Art aficionados must have heard of Bell metal craft.  It is hugely popular amongst the art lovers all across India. One of the beautiful heritages of amazing Indian art, bell metals are known for their design and lost patterns. Some of the designs will simply take your breath away. Bell metals are in existence since centuries. It is basically an alloy that has been repeatedly used for carving artistic products. Bell metal craft often symbolizes pure beauty of tribal art. According to many opinions, it resembles bronze in some aspects. These materials are molded artistically and the final result manifests itself in form of distinguished form of art.

 

Bell craft is popular in many parts of the country like Assam, Bihar and West Bengal. However, Kerala is credited with the origin of this precious art. It has numerous usages, both for aesthetic as well as utility purposes.
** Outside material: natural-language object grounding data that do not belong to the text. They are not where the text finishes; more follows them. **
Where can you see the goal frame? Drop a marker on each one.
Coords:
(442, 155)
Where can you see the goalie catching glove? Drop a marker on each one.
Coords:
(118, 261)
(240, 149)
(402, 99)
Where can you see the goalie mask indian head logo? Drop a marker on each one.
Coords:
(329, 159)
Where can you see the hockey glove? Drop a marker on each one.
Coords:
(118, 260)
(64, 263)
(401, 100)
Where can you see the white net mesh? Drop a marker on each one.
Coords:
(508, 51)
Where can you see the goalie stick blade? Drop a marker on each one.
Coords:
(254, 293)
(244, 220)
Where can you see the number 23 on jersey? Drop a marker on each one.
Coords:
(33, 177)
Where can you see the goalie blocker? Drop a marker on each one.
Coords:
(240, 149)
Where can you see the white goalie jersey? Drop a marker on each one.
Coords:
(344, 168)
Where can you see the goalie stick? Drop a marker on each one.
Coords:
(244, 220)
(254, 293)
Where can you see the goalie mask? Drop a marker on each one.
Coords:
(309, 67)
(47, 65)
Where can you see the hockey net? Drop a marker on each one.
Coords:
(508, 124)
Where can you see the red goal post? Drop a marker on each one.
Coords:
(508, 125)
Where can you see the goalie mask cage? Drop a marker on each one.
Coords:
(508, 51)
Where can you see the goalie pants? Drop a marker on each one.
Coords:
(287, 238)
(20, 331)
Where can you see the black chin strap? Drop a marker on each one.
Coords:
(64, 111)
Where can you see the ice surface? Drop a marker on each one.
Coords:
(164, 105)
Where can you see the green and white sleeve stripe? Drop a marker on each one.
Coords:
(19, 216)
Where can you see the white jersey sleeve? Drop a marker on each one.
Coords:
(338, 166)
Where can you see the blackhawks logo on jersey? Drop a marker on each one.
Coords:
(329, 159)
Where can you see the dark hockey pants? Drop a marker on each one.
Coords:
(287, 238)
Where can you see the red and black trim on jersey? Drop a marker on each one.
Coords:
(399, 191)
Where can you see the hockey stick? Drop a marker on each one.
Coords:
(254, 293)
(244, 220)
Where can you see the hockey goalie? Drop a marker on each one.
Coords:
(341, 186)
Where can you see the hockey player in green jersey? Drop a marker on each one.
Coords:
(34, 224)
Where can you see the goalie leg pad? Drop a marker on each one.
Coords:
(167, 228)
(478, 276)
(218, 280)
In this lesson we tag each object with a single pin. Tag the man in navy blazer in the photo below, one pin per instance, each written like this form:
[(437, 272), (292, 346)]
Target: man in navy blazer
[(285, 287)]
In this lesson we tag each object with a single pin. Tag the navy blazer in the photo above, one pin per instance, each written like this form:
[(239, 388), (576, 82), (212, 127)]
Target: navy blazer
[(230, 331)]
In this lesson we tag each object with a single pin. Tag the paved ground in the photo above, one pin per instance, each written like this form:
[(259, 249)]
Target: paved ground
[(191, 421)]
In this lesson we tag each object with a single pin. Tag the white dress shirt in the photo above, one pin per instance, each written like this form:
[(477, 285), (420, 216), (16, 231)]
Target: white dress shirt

Objects like home furnishing materials, ornaments, utensils etc have been made using this metal. Many tribal deities have been shaped using bell metal craft. Many designs in different size and shape have been carved in bell metal craft. Raw materials required for bell metal handcrafted items are rice bran, charcoal, clay, jute fibers and lac etc. 

 

There is a process called lost wax using which bell metal crafts are manufactured. This is a very ancient method but still widely used. Some of the artifacts of Bell metal are very popular across the world. Always in demand, these artifacts never go out of fashion. Some of the prominent ones are Bells, Lanterns, Boxes, Lamps, Bottle openers, Lamp Shades, Musical instruments, Tribal figurines and Tribal Animals. Considering the popularity of bell metal craft and new found interest in it, this craft is sure to flourish.